Former Telstra, SBS exec Ebeid joins Microsoft-backed SurePact

One of the media and telecommunications industry’s most well-known executives, Michael Ebeid, has joined the board of Microsoft-backed technology company SurePact as it prepares to double its staff and expand its presence in Australia.

Mr Ebeid has joined the board of the technology company, which provides automated project management solutions for businesses and governments, following a $2 million cash injection from venture capital firm Future Now Capital. He will assist the company’s founder and chief executive Megan Avard with hiring new talent and expanding the operation.

Telstra’s former head of enterprise has joined the board of SurePact, a fast-growing tech company that specialises in risk management software.Credit:Rhett Wyman

“Nobody’s done what Megan’s done, which is brought risk and project management and reporting together with an algorithm that can give you early warning indicators when a project is going to go off track,” Mr Ebeid said.

“It helps local governments where there’s sometimes unintentionally wasted taxpayers’ dollars, but also… misuse of money and fraud. This helps businesses, local councils much better manage funds, and transparency is what I think is needed in the market.”

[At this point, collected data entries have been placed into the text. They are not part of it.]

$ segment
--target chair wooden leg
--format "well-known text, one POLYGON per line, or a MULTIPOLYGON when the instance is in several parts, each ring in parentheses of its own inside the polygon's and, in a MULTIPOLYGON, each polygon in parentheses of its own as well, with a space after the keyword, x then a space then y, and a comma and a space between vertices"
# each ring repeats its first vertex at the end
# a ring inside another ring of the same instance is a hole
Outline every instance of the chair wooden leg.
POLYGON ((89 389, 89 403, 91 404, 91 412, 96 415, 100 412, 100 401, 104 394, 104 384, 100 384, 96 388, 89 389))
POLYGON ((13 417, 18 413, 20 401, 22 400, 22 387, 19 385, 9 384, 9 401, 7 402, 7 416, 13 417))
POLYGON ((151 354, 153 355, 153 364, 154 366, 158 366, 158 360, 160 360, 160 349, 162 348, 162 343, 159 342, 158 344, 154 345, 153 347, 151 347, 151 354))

SurePact was launched in 2017 by former project manager Ms Avard, who was one of 51 executives to receive a Boosting Female Founders grant from the federal government last year. The company helps businesses, local councils and governments automate processes such as risk management.

Mr Ebeid is the representative board director for FutureNow, a venture capital firm that specialises in startups and fast growth companies that create cloud, mobile and enterprise technologies, which invested $2 million in SurePact last month. He said the company will look to double its staff – which is currently at nine – in the next couple of months.

Ms Avard said Mr Ebeid would be able to provide guidance and direction for the company from his experience in the broader telco and media industry. Mr Ebeid was the head of enterprise for Telstra and was also managing director of SBS for seven years.

“Michael is very much aligned with our integrity, very much aligned with our work ethic,” she said.

Ms Avard said the capital raising announced last month will allow the company to expand rapidly. SurePact announced in late April it would launch in Western Australia through a deal with information and communications tech provider Frontline Technology Services, but Ms Avard hopes it will also sign contracts with other government, not-for-profit and construction companies across the country. “The objective is actually to repeat our delivery and our program in all other states. We want to expand in Australia,” she said.

North Queensland’s Yarrabah Aboriginal Shire Council chief executive Leon Yeatman, who has been using the software for more than 18 months, said it has helped with grant applications and delivering projects.

Megan Avard’s SurePact helps to ensure government grants are being spent appropriately.

“We use SurePact for larger projects as they are not only critical but have big dollars attached to them,” he said. “The success is not just coming in on or under budget, but also in making sure the quality of the build is at a desired level.”

Ms Avard said the company is also hoping to expand internationally through its partnership with Microsoft. SurePact was the first Asia-Pacific Microsoft independent software partner to launch on the tech giant’s online cloud solutions store.

“Microsoft has backed this business and put us on their independent software vendor marketplace because what Megan has to offer is something that is not only unique in the marketplace but something that is in demand in terms of its appealing to a global market,” Mr Ebeid said.